# Finally realised its over :-(



## DeeM (Nov 16, 2013)

Its difficult to write this but just thought I would write an update.

After months of agonising over what was best for me, my child and him I (we) have reached the decision that its over.

His continual deceit and dishonesty has made me resentful which is one thing I thought I would never feel for this man who I thought was the love of my life. I loved him with everything, never felt that way about any man in my life and he has the nerve to accuse ME of not ever loving him.

He is so insecure, miserable, argumentative and nasty, looking for a fight at every corner yet accusing me of not trying in our marriage. I feel trapped, controlled and feel I am suffocating under the current situation. I have asked him to go, move out but of course he gives me the sob story.

I am sure he will make my life hell for as long as he can. He is lazy round the house, does nothing to help, even if I cook a family meal I am the one that cleans up etc. I cant bear to look at him any more and yet he wonders why I dont want to talk to him, is he for real ?

This is the man who advertised for sex on a married dating website had contact with a woman for almost a year and a half and then tells me it was both of us that ended our marriage! Yes there are two people here, but only one of them did the cheating. He cant even tell me about the cheating, hasn't got the guts!

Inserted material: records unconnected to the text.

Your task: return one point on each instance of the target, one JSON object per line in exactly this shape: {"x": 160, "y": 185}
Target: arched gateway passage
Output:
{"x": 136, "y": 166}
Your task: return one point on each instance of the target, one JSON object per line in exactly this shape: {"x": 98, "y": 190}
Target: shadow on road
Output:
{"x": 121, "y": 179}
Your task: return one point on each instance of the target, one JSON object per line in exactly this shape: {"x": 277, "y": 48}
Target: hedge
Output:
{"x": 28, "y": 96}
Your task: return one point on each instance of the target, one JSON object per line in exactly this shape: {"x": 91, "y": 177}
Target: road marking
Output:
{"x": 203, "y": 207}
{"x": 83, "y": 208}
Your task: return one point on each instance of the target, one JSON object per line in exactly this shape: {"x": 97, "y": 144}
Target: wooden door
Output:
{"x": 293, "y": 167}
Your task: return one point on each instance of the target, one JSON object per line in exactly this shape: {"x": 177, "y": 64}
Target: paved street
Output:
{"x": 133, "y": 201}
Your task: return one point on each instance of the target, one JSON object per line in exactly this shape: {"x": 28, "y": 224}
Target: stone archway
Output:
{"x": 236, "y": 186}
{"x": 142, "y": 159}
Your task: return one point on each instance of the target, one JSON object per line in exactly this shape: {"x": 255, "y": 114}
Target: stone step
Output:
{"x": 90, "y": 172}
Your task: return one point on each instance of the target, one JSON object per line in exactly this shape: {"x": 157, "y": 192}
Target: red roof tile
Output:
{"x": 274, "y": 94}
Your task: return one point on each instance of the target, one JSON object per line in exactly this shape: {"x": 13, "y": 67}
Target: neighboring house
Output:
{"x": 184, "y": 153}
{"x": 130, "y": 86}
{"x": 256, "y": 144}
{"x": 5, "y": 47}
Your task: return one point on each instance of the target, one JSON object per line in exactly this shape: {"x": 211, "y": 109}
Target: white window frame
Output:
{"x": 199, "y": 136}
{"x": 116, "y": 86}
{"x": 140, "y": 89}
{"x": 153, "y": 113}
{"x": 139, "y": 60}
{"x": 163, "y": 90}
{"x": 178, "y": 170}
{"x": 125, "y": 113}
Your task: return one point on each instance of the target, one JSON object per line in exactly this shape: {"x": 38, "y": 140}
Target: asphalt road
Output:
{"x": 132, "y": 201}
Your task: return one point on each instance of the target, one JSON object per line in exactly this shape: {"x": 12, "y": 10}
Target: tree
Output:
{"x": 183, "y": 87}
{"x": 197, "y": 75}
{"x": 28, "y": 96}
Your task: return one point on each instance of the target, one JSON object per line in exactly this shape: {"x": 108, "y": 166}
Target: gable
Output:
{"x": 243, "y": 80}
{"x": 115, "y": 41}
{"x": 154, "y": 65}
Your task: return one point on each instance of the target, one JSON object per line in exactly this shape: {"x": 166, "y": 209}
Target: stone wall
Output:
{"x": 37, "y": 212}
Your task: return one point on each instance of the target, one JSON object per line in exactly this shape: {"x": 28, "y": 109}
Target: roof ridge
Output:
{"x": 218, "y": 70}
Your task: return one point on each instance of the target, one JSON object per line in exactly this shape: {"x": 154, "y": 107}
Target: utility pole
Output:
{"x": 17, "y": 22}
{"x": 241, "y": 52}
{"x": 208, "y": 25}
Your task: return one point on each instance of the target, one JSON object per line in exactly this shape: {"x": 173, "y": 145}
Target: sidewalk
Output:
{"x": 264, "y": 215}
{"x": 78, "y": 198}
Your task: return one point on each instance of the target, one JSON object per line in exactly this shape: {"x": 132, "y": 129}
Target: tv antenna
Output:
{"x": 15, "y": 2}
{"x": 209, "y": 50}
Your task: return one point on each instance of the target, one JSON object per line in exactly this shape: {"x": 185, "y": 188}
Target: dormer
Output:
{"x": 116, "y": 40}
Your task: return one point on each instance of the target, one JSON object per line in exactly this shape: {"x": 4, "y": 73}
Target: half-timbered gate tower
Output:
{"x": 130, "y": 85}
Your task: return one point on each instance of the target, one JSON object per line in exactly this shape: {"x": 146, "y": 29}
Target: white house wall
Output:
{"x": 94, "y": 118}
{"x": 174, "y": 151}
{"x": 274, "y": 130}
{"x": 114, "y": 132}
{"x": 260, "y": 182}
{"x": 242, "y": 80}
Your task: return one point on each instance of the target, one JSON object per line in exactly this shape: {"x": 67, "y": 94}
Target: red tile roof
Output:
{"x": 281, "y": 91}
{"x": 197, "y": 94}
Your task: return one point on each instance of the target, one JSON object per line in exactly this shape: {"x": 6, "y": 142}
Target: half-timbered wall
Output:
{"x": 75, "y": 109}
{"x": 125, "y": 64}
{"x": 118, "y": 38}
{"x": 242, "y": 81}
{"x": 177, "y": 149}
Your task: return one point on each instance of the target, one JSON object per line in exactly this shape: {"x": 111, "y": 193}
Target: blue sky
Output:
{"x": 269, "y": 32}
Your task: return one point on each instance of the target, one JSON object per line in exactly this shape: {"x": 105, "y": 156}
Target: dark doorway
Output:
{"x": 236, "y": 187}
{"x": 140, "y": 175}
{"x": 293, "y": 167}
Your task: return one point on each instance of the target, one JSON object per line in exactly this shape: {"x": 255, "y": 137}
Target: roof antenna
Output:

Well, you know what, this woman has seen the light. The most important people in my world are my child and myself! This will be my year, walk away dont look back because the door closed behind you.

Im stronger than you think buddy! .... plenty more honest, caring reliable fish in the sea who would love a chance to grab this attractive, intelligent, sexy lady... 

Oh I do feel better hahaha xxx


----------



## workindad (May 7, 2011)

Glad you are feeling better. See your plan through and embrace the chance to start over.

Good luck
WD


----------



## walkonmars (Aug 21, 2012)

That's the attitude to have. 

Take care of yourself and your child. Protect yourself with a good tough-as-nails lawyer. And don't ever again buy into his bullsh1t.


----------



## Lostinthought61 (Nov 5, 2013)

He is clearly not ready to come to grips with his transgressions and you can't wait forever. you made the right choice for yourself and your child...perhaps in doing this he will come to his own realization and accept his responsibilities in all of this...i wish you good luck and i hope this new year will bring you a better sense of well being. you can not love someone completely who is not completely there in the marriage.


----------



## MattMatt (May 19, 2012)

2014 is the year of you and your child! Embrace it!:smthumbup:


----------



## WalterWhite420 (Dec 27, 2013)

You go girl...


----------



## harrybrown (May 22, 2013)

Is there any way he would consider moving out? even to his parents or another family member? That would be a start to make your life better.

Have you filed for divorce yet?


----------